May 12, 2021 R language tutorial
We use regression analysis to create a model that describes the effect of variables on response variables in predictors. S ometimes, if we have a category variable such as Yes/No or Male/Female, etc. S imple regression analysis provides multiple results for each value of a classification variable. I n this case, we can study the effect of the classification variable by using it with the predictor and comparing the regression lines at each level of the classification variable. T his analysis is called coAVA, also known as ANCOVA.
Consider the R language built into the dataset mtcars. I n it, we observe that the field "am" indicates the type of transfer (automatic or manual). I t is a classification variable with values of 0 and 1. T he number of miles per gallon (mpg) of a car can also depend on the value of horsepower ("hp").
We looked at the effect of the value of "am" on regression between "mpg" and "hp". I t is done by using the aov() function and then using the anova() function to compare multiple regressions.
Create a data frame from the dataset mtcars that contains fields "mpg," "hp" and "am." H ere we take "mpg" as the response variable, "hp" as the predictor, and "am" as the classification variable.

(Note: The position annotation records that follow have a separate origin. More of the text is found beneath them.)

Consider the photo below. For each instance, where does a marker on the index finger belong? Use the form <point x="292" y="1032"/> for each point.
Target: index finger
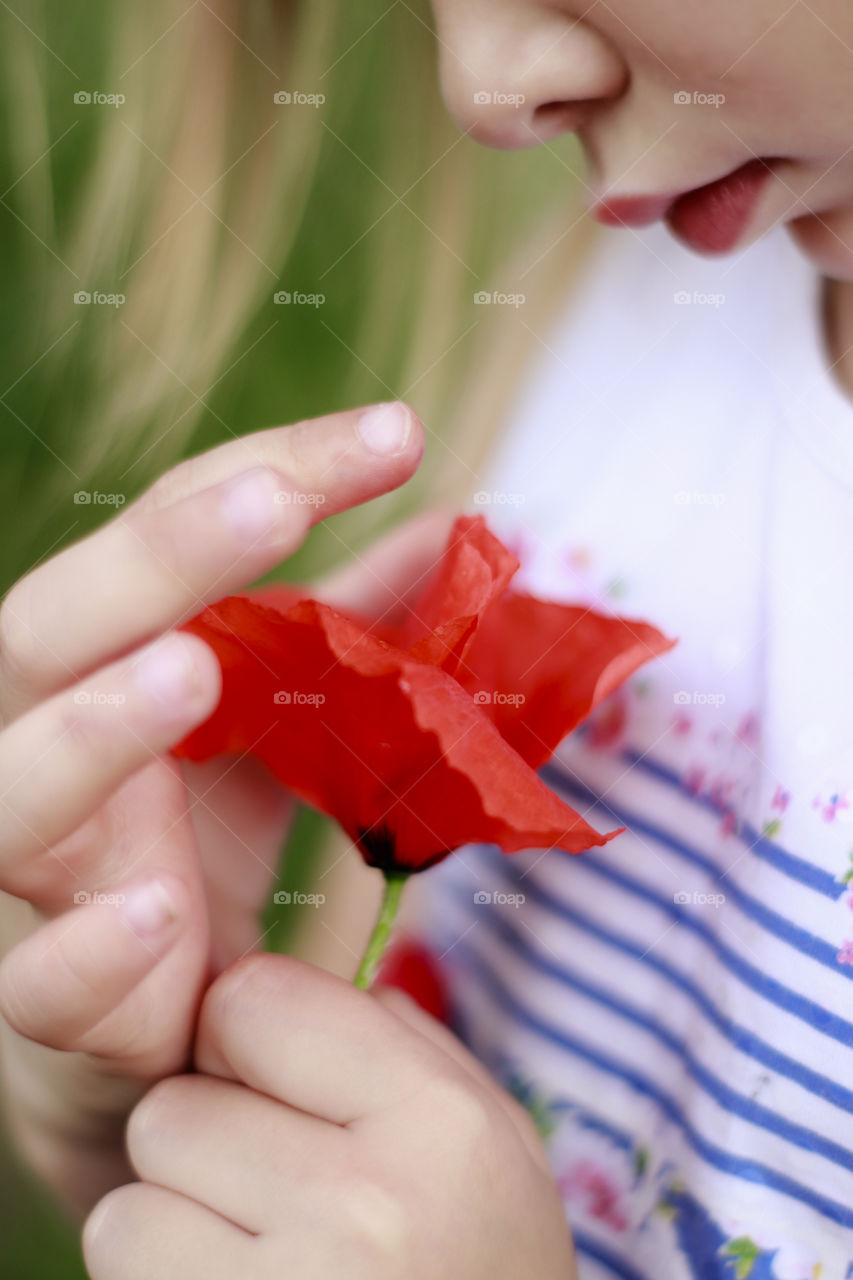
<point x="205" y="529"/>
<point x="314" y="1041"/>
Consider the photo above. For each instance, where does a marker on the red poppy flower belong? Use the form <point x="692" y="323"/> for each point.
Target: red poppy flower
<point x="425" y="736"/>
<point x="411" y="967"/>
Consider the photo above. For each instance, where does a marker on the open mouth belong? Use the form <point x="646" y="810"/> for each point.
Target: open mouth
<point x="710" y="219"/>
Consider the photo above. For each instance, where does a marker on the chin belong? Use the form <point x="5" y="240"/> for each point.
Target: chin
<point x="828" y="241"/>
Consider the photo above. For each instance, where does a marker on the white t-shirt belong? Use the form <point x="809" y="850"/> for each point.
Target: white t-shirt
<point x="679" y="1005"/>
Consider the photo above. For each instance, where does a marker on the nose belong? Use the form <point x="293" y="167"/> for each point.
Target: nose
<point x="516" y="73"/>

input <- mtcars[,c("am","mpg","hp")] print(head(input))
When we execute the code above, it produces the following results -
am mpg hp Mazda RX4 1 21.0 110 Mazda RX4 Wag 1 21.0 110 Datsun 710 1 22.8 93 Hornet 4 Drive 0 21.4 110 Hornet Sportabout 0 18.7 175 Valiant 0 18.1 105
We create a regression model with "hp" as the predictor and "mpg" as the response variable, taking into account the interaction between "am" and "hp".
# Get the dataset. input <- mtcars # Create the regression model. result <- aov(mpg~hp*am,data = input) print(summary(result))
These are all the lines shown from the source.